395 S.E.2d 1 | Ga. Ct. App. | 1990

Carley, Chief Judge.

Appellant was tried before a jury and found guilty of rape and armed robbery. He appeals from the judgments of conviction and sentences that were entered by the trial court on the jury’s guilty verdicts.

1. In 1981, appellant pled guilty to charges of rape, armed robbery, and aggravated sodomy. The trial court correctly ruled that evidence of appellant’s commission of these previous crimes would be admissible in the instant case as similar transactions showing plan, scheme, pattern, bent of mind and identity. Burroughs v. State, 186 Ga. App. 40, 41 (2) (366 SE2d 378) (1988).

2. Appellant took the stand in his own defense. It necessarily follows that the trial court did not err in allowing appellant to be cross-examined concerning his commission of the prior similar crime. See generally McCarty v. State, 165 Ga. App. 241 (299 SE2d 95) (1983).

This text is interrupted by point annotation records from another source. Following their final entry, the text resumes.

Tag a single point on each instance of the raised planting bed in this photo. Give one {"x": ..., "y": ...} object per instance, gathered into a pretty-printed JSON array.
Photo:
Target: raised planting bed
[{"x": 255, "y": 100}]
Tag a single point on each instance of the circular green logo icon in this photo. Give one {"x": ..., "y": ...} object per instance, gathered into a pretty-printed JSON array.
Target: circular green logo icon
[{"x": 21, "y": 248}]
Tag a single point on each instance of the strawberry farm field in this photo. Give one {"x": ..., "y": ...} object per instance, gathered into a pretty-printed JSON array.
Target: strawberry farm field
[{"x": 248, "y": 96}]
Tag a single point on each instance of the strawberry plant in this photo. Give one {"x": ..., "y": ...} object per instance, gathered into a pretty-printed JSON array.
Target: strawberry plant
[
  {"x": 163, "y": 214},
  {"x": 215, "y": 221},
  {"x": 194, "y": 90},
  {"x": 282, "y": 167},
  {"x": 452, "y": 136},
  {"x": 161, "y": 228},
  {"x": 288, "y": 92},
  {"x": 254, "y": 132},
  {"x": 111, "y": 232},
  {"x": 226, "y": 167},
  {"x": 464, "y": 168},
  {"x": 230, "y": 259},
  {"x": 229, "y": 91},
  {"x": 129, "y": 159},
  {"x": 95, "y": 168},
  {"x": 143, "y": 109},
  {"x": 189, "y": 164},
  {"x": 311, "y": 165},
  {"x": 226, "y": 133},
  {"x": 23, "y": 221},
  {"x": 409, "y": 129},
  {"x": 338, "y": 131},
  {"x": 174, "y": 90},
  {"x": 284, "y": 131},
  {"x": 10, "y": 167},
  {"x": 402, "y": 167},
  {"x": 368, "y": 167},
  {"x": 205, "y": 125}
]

3. Over appellant’s objection to relevancy, a witness for the State was allowed to testify that appellant appeared to be similar to the man she had seen in 1981 at the scene shortly before the crimes had occurred. This evidence was obviously relevant to appellant’s identification as the perpetrator and the credibility of the witness’ identification testimony was for the jury. There is nothing whatsoever to indicate that the witness had ever made a pre-trial identification of appellant in this case and any reliance upon Rounsaville v. State, 177 Ga. App. 132, 133 (1) (338 SE2d 538) (1985) is, therefore, misplaced. Since the witness was not appellant’s accomplice, the question of whether her testimony was insufficient “slight” corroborative evidence of appellant’s perpetration of the instant crimes is of no consequence whatsoever. Compare Moreland v. State, 183 Ga. App. 113, *866115 (3) (358 SE2d 276) (1987).

Decided May 2, 1990 Rehearing denied June 8, 1990 G. Scott Sampson, Mary E. Erickson, for appellant. Lewis R. Slaton, District Attorney, Joseph J. Drolet, Carole E. Wall, Rebecca A. Keel, Assistant District Attorneys, for appellee.

4. The trial court’s failure to charge, without request, that appellant could not be impeached by evidence of general bad character is enumerated as error.

Although there are limitations on the State’s right to impeach a criminal defendant for general bad character pursuant to OCGA § 24-9-84, a criminal defendant is not, as appellant urges, immune from being subject to such impeachment. “[T]here are restrictions on the right to impeach a witness who is the defendant on trial in a criminal case. Evidence of general bad character and prior convictions of crimes involving moral turpitude are unavailable unless the witness-defendant first puts his character in issue.” (Emphasis supplied.) State v. Byrd, 255 Ga. 665, 666 (341 SE2d 455) (1986). If appellant wished to have the jury charged that he would not be subject to impeachment pursuant to OCGA § 24-9-84, he should have requested such a charge. State v. Byrd, supra at 667; Rhodes v. State, 144 Ga. 837 (4) (88 SE 196) (1916). Because he did not make such a request, we need not decide whether appellant’s testimony failed to put his character into evidence so that such a limiting instruction on his lack of impeachability would otherwise have been authorized.

Judgments affirmed.

McMurray, P. J., and Sognier, J., concur.